Dass es nach einer Impfung zu einer Lymphadenopathie kommen kann, ist zwar bekannt. Allerdings tritt diese Immunreaktion bei herkömmlichen Impfstoffen relativ selten auf. Jetzt, wo mehr und mehr Menschen mRNA-Vakzinen gegen SARS-CoV-2 erhalten, häufen sich die Meldungen von Lymphknotenschwellungen im zeitlichen Zusammenhang mit dem schützenden Piks. Die Reaktionen treten in der Regel axillär oder subklavikulär auf der Körperseite des Injektionsarms auf. 
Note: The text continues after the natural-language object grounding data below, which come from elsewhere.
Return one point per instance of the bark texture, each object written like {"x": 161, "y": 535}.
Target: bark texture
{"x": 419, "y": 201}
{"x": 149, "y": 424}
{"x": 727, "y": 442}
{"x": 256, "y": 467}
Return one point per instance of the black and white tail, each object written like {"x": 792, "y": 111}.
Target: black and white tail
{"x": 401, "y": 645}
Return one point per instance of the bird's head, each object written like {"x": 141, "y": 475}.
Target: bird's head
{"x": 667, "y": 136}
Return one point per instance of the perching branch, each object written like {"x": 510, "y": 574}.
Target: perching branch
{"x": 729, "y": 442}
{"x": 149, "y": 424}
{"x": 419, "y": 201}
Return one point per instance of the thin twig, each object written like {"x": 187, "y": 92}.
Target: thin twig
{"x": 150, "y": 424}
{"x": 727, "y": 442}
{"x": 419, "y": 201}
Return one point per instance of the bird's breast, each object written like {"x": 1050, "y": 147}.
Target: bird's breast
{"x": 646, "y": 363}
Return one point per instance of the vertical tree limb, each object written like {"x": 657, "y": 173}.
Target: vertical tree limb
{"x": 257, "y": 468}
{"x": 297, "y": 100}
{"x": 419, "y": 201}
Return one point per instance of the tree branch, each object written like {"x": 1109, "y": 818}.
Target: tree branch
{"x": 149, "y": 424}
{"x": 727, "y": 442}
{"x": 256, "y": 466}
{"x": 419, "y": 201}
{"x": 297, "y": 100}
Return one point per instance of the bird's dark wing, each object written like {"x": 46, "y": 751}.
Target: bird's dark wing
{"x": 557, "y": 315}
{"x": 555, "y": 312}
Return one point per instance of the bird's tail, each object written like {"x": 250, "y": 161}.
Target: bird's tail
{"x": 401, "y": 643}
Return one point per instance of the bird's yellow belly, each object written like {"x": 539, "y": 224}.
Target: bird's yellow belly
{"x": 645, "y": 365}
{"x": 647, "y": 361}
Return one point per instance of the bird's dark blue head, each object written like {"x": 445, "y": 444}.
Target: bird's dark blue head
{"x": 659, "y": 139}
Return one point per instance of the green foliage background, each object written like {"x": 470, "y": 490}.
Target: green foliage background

In den klinischen Studien zum Moderna-Impfstoff berichteten 11,6 % der Patienten nach Dosis 1 und 16,0 % nach Dosis 2 von einer Schwellung oder Druckempfindlichkeit der axillären Lymphknoten (vs. 5 % bzw. 4,3 % in der Placebogruppe).1 Auch in den BioNTech-Studien wurden entsprechende Reaktionen deutlich häufiger in der Verum- als in der Placebogruppe gemeldet.

Schwellung kann bis zu 30 Tage anhalten

Im März stellte eine spanische Arbeitsgruppe eine Fallserie von 20 Patientinnen vor, die nach der Erst- (6 Patientinnen) oder Zweit­impfung (14 Patientinnen) mit der BioNTech- oder der Moderna-Vakzine eine subklavikuläre Lymph­adenopathie entwickelten.2 Die Zeit zwischen Piks und Lymphknotenschwellung betrug 1–24 Tage. In den meisten Fällen hatte sich der Befund nach einigen Tagen normalisiert. Bei manchen Patientinnen ging die Schwellung jedoch erst nach etwa 30 Tagen zurück.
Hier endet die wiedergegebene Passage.